The redox titrations, with and without FCCP, were performed in paired experiments on cells from the same culture and the paired experiments were performed six times on cells from independent cultures. The oxidation state of Cytc and heme a, and the fractional occupation of a_H and a_L, were calculated assuming Cytc and heme a were fully reduced during anoxia and fully oxidized at high oxygen concentration after the high dose of rotenone. The redox potential of Cytc was calculated using a Nernst relationship using a midpoint potential of 260mV [18]. The data analysis was limited to the range of 180–340mV, equivalent to an oxidation state of 5–95% oxidized, because outside this range small errors in Cytc oxidation state result in large errors in Cytc redox potential.

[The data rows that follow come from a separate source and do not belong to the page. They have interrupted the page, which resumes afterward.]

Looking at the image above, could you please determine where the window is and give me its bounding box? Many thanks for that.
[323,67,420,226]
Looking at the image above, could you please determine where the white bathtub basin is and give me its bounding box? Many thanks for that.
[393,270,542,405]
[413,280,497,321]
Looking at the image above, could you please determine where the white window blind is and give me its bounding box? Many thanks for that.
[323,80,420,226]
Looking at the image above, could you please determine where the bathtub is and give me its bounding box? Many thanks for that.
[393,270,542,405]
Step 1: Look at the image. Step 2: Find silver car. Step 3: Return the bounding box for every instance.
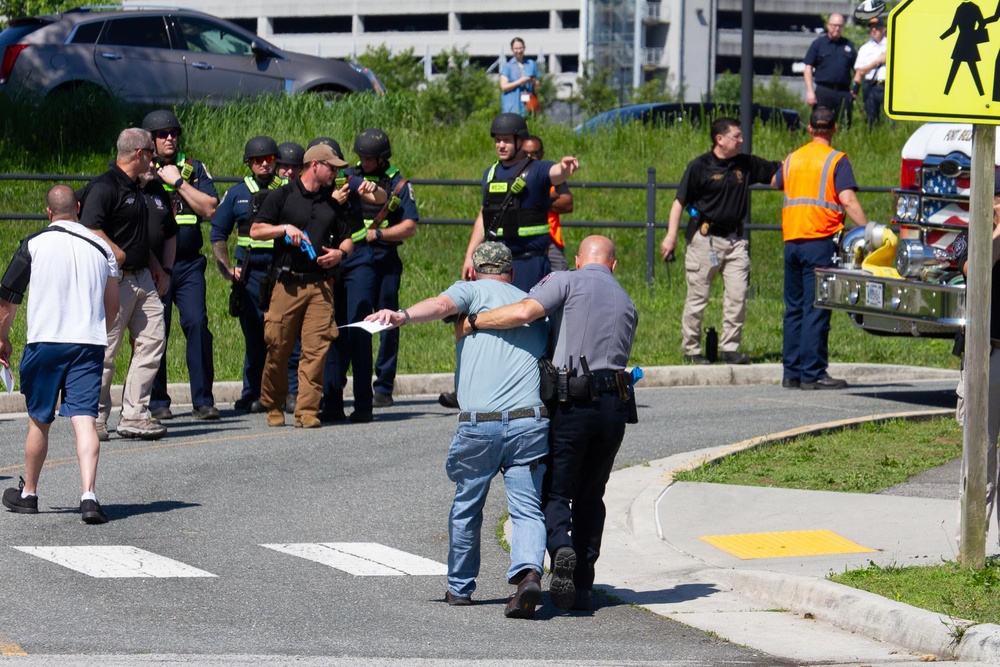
[0,8,384,105]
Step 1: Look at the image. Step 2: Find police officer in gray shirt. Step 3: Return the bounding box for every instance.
[455,236,639,610]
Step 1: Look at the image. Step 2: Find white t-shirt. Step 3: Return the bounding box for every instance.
[27,220,118,345]
[854,37,889,83]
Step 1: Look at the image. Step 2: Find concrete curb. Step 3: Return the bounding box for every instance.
[0,364,958,414]
[640,408,1000,664]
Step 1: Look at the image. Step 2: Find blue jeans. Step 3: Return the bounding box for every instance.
[445,413,549,596]
[781,237,837,382]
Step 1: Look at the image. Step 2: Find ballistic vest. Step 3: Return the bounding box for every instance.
[163,153,199,225]
[781,141,844,241]
[351,164,401,243]
[236,176,285,249]
[483,158,549,240]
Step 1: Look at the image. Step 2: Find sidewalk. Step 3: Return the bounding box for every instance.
[598,410,1000,664]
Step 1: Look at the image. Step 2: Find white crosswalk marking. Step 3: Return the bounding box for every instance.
[12,546,215,578]
[261,542,448,577]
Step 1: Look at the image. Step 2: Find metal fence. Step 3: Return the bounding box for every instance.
[0,167,892,289]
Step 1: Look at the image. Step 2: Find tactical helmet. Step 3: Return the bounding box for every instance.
[354,127,392,160]
[142,109,181,132]
[490,113,528,139]
[243,134,278,162]
[306,137,344,160]
[278,141,306,167]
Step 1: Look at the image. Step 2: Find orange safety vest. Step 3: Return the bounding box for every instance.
[549,185,566,248]
[781,141,844,241]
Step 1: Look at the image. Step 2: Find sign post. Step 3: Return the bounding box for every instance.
[885,0,1000,569]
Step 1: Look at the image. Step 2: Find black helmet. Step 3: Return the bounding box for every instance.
[306,137,344,160]
[278,141,306,167]
[142,109,181,132]
[354,127,392,160]
[243,134,278,162]
[490,113,528,139]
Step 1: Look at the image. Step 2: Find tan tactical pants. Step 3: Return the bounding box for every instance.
[681,233,750,355]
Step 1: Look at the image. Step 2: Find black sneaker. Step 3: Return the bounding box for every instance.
[3,477,38,514]
[80,498,108,525]
[149,407,174,421]
[549,547,576,609]
[444,591,472,607]
[372,391,396,408]
[191,405,220,421]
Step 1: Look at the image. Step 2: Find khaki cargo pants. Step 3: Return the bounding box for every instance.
[681,234,750,355]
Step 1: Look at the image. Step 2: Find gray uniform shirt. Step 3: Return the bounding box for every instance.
[528,264,639,371]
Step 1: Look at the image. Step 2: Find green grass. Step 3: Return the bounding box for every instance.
[676,417,1000,632]
[0,95,957,381]
[830,559,1000,623]
[677,417,962,493]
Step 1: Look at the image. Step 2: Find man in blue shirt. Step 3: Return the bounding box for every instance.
[365,242,549,618]
[500,37,540,116]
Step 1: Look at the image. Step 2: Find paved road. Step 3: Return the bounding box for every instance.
[0,381,954,665]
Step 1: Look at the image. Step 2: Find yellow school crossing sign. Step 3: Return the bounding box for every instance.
[885,0,1000,125]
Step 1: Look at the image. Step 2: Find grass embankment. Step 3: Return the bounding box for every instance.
[677,417,1000,623]
[0,95,957,381]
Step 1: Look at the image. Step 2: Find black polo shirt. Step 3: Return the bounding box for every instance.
[677,151,781,233]
[76,162,149,271]
[254,180,351,273]
[802,35,858,86]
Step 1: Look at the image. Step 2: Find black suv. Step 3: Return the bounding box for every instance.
[0,8,384,106]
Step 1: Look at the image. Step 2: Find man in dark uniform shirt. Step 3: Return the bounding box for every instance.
[456,236,639,611]
[77,127,169,441]
[250,144,375,428]
[802,14,858,128]
[142,110,219,420]
[660,117,781,364]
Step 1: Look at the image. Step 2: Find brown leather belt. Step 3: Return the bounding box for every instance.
[458,405,549,422]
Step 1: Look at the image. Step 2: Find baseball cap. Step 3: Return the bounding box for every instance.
[809,107,836,132]
[472,241,514,274]
[302,144,347,167]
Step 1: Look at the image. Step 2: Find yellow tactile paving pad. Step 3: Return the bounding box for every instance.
[699,530,875,560]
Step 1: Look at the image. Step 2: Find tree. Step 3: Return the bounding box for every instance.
[358,44,424,93]
[575,60,618,116]
[419,47,500,125]
[0,0,93,28]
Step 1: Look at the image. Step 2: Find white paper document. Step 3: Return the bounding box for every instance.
[337,320,392,334]
[0,364,14,394]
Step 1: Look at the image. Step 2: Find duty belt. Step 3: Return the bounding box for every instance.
[458,405,549,422]
[278,271,326,285]
[593,371,618,394]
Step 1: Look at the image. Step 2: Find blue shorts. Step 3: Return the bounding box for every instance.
[21,343,104,424]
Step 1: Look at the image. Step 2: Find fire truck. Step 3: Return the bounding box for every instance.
[815,123,972,338]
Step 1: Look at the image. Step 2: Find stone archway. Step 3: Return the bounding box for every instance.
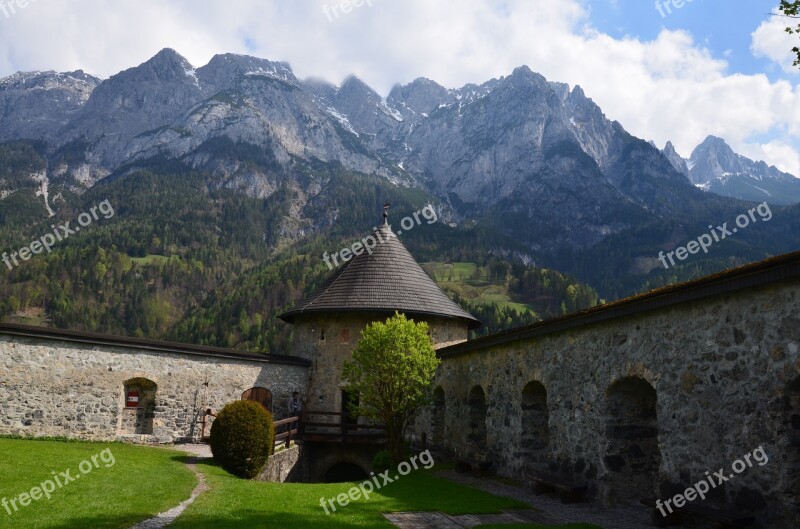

The redox titrations with FCCP were fitted with a 4-state redox cooperativity model following Hendler and Westeroff [21] and the data from figure 4A is shown with the fit in figure 5A. The redox titrations without FCCP could not be fitted with a neoclassical model because the lower transition, if present, was not sampled by the data. Instead, heme a was fitted as an n=1 Nernst function and the data from figure 4B is shown with the fit in figure 5B. Figure 5C shows the relationship between reduction of heme a and occupancy of a_L and a_H to Cytc redox potential during the onset of anoxia from a representative experiment along with a fit with an n=1 Nernst function. The reduction state of heme a fitted a Nernst function at the later stages of the anoxia (low Cytc redox potential) but was more oxidized than predicted at early stages of the anoxia suggesting that the E_m of heme a rose during the onset of anoxia when ΔΨ would be expected to be decreasing. The fitting parameters and the shift in the E_m of a_H from the redox titration with FCCP are shown in table 1.

Figure 5.

Reduction of heme a (a_T) and occupancy of a_H and a_L plotted against Cytc redox potential. (A) during a redox titration in the presence of FFCP. (B) during a redox titration in the absence of FCCP. (C) during the onset of anoxia. For A, the lines are a fit to the 4-parameter neoclassical model and B and C are a fit with an n=1 Nernst function to heme a.

Table 1.

Midpoint potentials in mV calculated by fitting the modified neoclassical model to the data from redox titrations with FCCP and by fitting a Nernst function to heme a from redox titrations without FCCP and from the onset of anoxia

Expt	$E_m^{a_H}$	$E_m^{a_L}$	$E_m^{a_{3H}}$	$E_m^{a_{3L}}$	$E_m^{a_H}$	$\mathrm{\Delta }{E}_m^{a_H}$	$E_m^{a_H}$	$\mathrm{\Delta }{E}_m^{a_H}$
	With FCCP				Without FCCP		anoxia
1	338.3	215.8	309.4	186.9	289.4	48.9	261.0	77.3
2	341.9	202.9	309.2	170.2	290.4	51.5	261.5	80.4
3	337.8	213.9	303.9	180.1	287.4	50.4	266.9	70.9
4	333.5	229.3	309.1	204.8	284.6	48.9	259.9	73.7
5	341.2	214.6	301.4	174.8	288.2	52.9	258.4	82.7
6	332.6	232.3	309.3	209.1	292.7	39.9	257.8	74.8
Mean±SD	337.6±3.5	218.2±9.9	307.1±3.2	187.7±14.6	288.8±2.5	48.8±4.2	260.9±3.0	76.6±4.1

$\mathrm{\Delta }{E}_m^{a_H}$ is the shift in midpoint potential of a_H from redox titration with FCCP. $E_m^{a_H}$ and $E_m^{a_L}$ are the midpoint potentials of a_H, a_L, $E_m^{a_{3H}}$ and $E_m^{a_{3L}}$ are the midpoint potentials of heme a₃ when it has a high and low potential respectively, and $\mathrm{\Delta }{E}_m^{a_H}$ is the change in midpoint potential from the redox titration with FCCP.

Stochastic Models

Both model I and model II reproduced the time course of oxidation changes in heme a and Cu_A from a kinetic study (see figure 6A and C respectively) but the third phase was slower in model II and heme a showed slightly greater reduction in the second phase because the electron is not transferred to heme a₃. Model I pumped 0.90 protons whereas model II pumped 0.70 protons.

Figure 6.

Results of the stochastic simulations for model I (A and B) and model II (C and D). A and C temporal evolution of the reduction state of Cu_A and heme a, and charge transfer system when Cu_A is reduced, the other redox centers are oxidized and the proton sites are empty at t=0. B and D simulated redox titrations. The data points are from the simulation and the lines are from a fit using a 4-state redox cooperativity model.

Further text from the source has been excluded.